Yoongi'nin duyduğu bu sorudan sonra yapmak istediği tek şey buradan ayrılarak bulabildiği en yüksek yerden atlamak olsa bile tüm sinirini bir köşeye iterek gülümsemiş ve "Öyle bir şey söylemedim" demişti. "Benim bahsettiğim konu kızımın zaten bir ülkeyi tek başına da güzelce yönetebilecek olduğu. Hem evlendiği için illa diğer tarafın yanında mı yaşaması gerekiyor, eğer o kişi kızımı çok seviyorsa buyursun gelsin kızımın yanında yaşasın."

"Daha doğmamış bir bebek hakkında nasıl ülkeyi yönetebileceğini düşünerek bir şeyler söyleyebiliyorsunuz?"

Kral Park elini kaldırarak Yoongi'nin omuzuna koyarken sessizliğini bozarak herkesin ona dikkat kesilmesini izlemişti. "Ben oğlumun da Yoongi'nin de nasıl biri olduğunu ve bir çocuğu ne derece güzel bir şekilde yetiştirebilecek olduklarını biliyorum, yani sizin onların daha doğmamış çocukları hakkında endişelenmenize gerek yok. Bunun yerine kendi çocuklarınız arasındaki taht kavgalarını bitirmeye çalışırsanız ülkenize daha çok katkı sağlamış olursunuz. Yakında öldüğünüz haberini duyarsak bu konu yüzünden hiç şaşırmayacağım çünkü sizin o çocuklarınız daha o unvanı alabilmek için bile yok yere birilerini öldürebilecek kadar kötü yetiştirilmişler. Önce kendinizi düzeltin, sonra eğer konuşacak bir şey bulursanız benim çocuklarımı eleştirebilirsiniz."

"Sizin çocuklarınız da taht'a oturmayı ve o isme sahip olmayı da eminim ki çok istiyorlardır."

"Abim benden çok daha fazla seneler boyunca eğitim görmüş ve bu işe tam anlamı ile hazırken ben neden huzursuzluk çıkararak taht konusunda aday olduğumu söyleyeyim ki. Babam geri çekildiğinde baş köşeye abim ile eşi geçecekler ve ben bu durumdan asla rahatsızlık duymuyorum. Çünkü abimin bir ülkeyi benden çok daha iyi yönetebileceği biliyorum" diyerek konuşan Jimin tam anlamı ile düşündüklerini söylemişti çünkü abisi bunca sene boyunca çalışmışken hatta bazı zamanlar eşinden bile ayrı kalmışken Jimin'in bir anda ortaya çıkarak ben kral olmak istiyorum demesi bencillikten başka hiçbir şey olmazdı.

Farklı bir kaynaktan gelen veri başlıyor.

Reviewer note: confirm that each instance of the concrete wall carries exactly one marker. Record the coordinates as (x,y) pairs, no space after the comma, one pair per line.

"Eşiniz bu durum hakkında ne düşünüyor peki, pek olumlu olacağını sanmıyorum" diyerek konuşmaya katılan başka bir yabancı ile birlikte Yoongi onların bu saçma zihniyetine gülümsemeye başlarken "Ben neden eşimin kararlarını desteklemeyeyim ki. Hem onun kral olarak birçok yükü omuzlarında taşıması yerine bizim yanımızda durmasını tercih ederim. Benim için hiçbir şey sorun değil, taht meselesinin o kadar da önemli olduğunu düşünmüyorum zaten, çünkü şu anda da kral değil fakat hiçbir eksiğimiz de yok" diyerek sözlerini bitirmişti. İnsanların bu taht mevzusunu neden bu kadar büyüttüğünü asla ama asla anlayamayacaktı.

Diğerleri bir şeyler söylemeye devam ettiği sırada Yoongi ağrımaya başlayan beli yüzünden rahatsız olarak geriye yaslanırken karnında hissettiği hafif tekme ile birlikte gülümseyerek Jimin'in elini tutmuş ve karnının üzerine koyarken "Konuştukları şeyler çok saçma olduğu için kızımız sinirlendi" dediğinde onu onaylar gibi tam da Jimin'in elini koydu yerde bir tekme daha hissedildiğinde Jimin yüzündeki gülümseme ile tam olarak vücudunu Yoongi'ye döndürmüş ve ona yaklaşırken "Sinirlendin ama böyle yaparak babanın canını yakıyorsun kızım" diyerek bebeklerine söylenmişti.

Ve kızıyla olan bu konuşması son olarak kalmayacaktı.